Numerical Methods

In A-Level Mathematics, we often solve equations algebraically to find exact roots. However, many real-world and complex equations, such as `e^x = 4x`, cannot be solved this way. Numerical Methods provide us with powerful techniques to find highly accurate *approximate* solutions to such equations.

### Part 1: Locating a Root - The Change of Sign Method

Before finding a root, we must first confirm its approximate location. A root of an equation `f(x) = 0` is a value of `x` for which the function's value is zero. Graphically, it's where the curve `y = f(x)` intersects the x-axis.

The change of sign method is based on a simple but fundamental idea: if a continuous function `f(x)` has a value that is negative at `x = a` and positive at `x = b`, it must cross the x-axis at least once between `a` and `b`.

Process for Locating a Root:

Example: Show that the equation `x³ - 5x + 3 = 0` has a root between `x = 0` and `x = 1`.

* Let `f(x) = x³ - 5x + 3`.

* Calculate `f(0) = (0)³ - 5(0) + 3 = +3`.

* Calculate `f(1) = (1)³ - 5(1) + 3 = -1`.

* Since there is a change of sign from positive to negative, we can conclude that at least one root lies between 0 and 1.

### Part 2: Iterative Methods for Approximating a Root

Once we have located a root in a small interval, we can use an iterative formula to find a more accurate approximation. The core idea is to generate a sequence of values that get progressively closer to the actual root.

Process for Iteration:

Example: Find a root of `x³ - 5x + 3 = 0` correct to 3 d.p., using the rearrangement `x = (x³ + 3) / 5` and a starting value `x₀ = 0.5`.

* The iterative formula is `x_(n+1) = (x_n³ + 3) / 5`.

* `x₀ = 0.5`

* `x₁ = (0.5³ + 3) / 5 = 0.625`

* `x₂ = (0.625³ + 3) / 5 = 0.6489...`

* `x₃ = (0.6489...³ + 3) / 5 = 0.6548...`

* `x₄ = (0.6548...³ + 3) / 5 = 0.6562...`

* `x₅ = (0.6562...³ + 3) / 5 = 0.6565...`

* `x₆ = (0.6565...³ + 3) / 5 = 0.6566...`

* `x₇ = (0.6566...³ + 3) / 5 = 0.6566...`

Since `x₆` and `x₇` are both `0.6566...`, they are identical to 3 decimal places. Thus, the root is 0.657 (to 3 d.p.). To prove this, it's good practice to show values to more significant figures before rounding.

### Part 3: Convergence and Divergence

Not every iterative formula will successfully find a root. The sequence of approximations might get closer to the root (convergence) or move further away from it (divergence).

Convergence depends on the gradient of the function `F(x)` near the root.
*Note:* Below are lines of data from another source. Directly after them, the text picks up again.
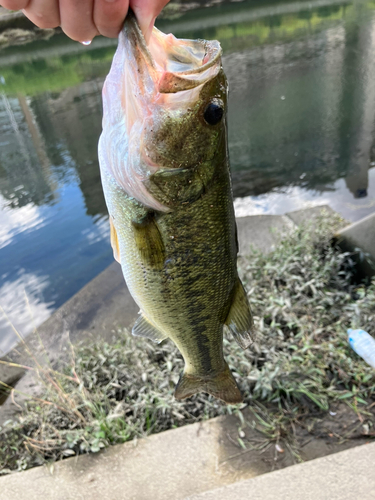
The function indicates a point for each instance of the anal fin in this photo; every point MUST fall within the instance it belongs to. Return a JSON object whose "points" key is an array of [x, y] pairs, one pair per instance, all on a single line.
{"points": [[221, 386], [239, 320], [144, 328]]}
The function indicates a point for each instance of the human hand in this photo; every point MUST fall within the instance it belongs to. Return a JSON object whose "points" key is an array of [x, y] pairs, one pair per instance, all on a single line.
{"points": [[81, 20]]}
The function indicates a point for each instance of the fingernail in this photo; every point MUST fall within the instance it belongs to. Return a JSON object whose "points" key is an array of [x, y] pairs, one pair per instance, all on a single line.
{"points": [[147, 29]]}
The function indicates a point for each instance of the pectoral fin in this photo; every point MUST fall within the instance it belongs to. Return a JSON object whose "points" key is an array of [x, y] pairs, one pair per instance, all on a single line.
{"points": [[239, 320], [143, 328], [149, 241], [114, 241]]}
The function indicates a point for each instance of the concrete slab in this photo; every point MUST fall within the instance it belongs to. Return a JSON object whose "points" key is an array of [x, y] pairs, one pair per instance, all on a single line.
{"points": [[262, 232], [96, 311], [167, 466], [309, 215], [105, 304], [361, 235], [344, 476]]}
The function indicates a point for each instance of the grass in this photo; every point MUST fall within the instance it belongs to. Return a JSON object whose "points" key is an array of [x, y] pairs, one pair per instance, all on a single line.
{"points": [[304, 297]]}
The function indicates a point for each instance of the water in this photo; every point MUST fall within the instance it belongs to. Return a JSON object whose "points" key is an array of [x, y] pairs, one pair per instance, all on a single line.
{"points": [[301, 133]]}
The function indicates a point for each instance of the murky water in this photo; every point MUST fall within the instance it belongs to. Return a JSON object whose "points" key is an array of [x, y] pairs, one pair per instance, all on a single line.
{"points": [[301, 132]]}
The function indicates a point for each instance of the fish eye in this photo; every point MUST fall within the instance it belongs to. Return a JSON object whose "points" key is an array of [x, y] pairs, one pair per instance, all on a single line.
{"points": [[214, 112]]}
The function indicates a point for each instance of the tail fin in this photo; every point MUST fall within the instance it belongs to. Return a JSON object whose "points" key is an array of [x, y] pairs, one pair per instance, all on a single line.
{"points": [[222, 386]]}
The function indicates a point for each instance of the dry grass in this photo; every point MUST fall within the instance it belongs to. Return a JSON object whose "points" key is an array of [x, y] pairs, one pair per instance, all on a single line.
{"points": [[303, 296]]}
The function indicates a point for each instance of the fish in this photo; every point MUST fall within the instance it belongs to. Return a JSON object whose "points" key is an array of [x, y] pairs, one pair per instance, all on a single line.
{"points": [[165, 174]]}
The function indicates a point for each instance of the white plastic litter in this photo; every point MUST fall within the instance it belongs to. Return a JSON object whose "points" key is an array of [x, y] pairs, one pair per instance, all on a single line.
{"points": [[363, 344]]}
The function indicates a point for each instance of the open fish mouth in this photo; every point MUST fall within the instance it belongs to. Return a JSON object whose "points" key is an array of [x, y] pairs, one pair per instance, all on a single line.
{"points": [[173, 64], [150, 85]]}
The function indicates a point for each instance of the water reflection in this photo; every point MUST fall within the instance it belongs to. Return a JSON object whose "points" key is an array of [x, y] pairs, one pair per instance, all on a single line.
{"points": [[301, 132]]}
For an iterative process `x_(n+1) = F(x_n)` to converge to a root `α`, the condition |F'(α)| < 1 must be met. This means the gradient of `y = F(x)` must be between -1 and 1 at the point of intersection with `y = x`.

We can visualize this behaviour using graphs:

* Staircase Diagram: If `0 < F'(α) < 1`, the iteration steps will form a staircase pattern, homing in on the root.

* Cobweb Diagram: If `-1 < F'(α) < 0`, the iteration steps will spiral inwards towards the root in a cobweb pattern.

If |F'(α)| > 1, the diagrams would show an outward spiral, indicating a divergent iteration that will fail to find the root.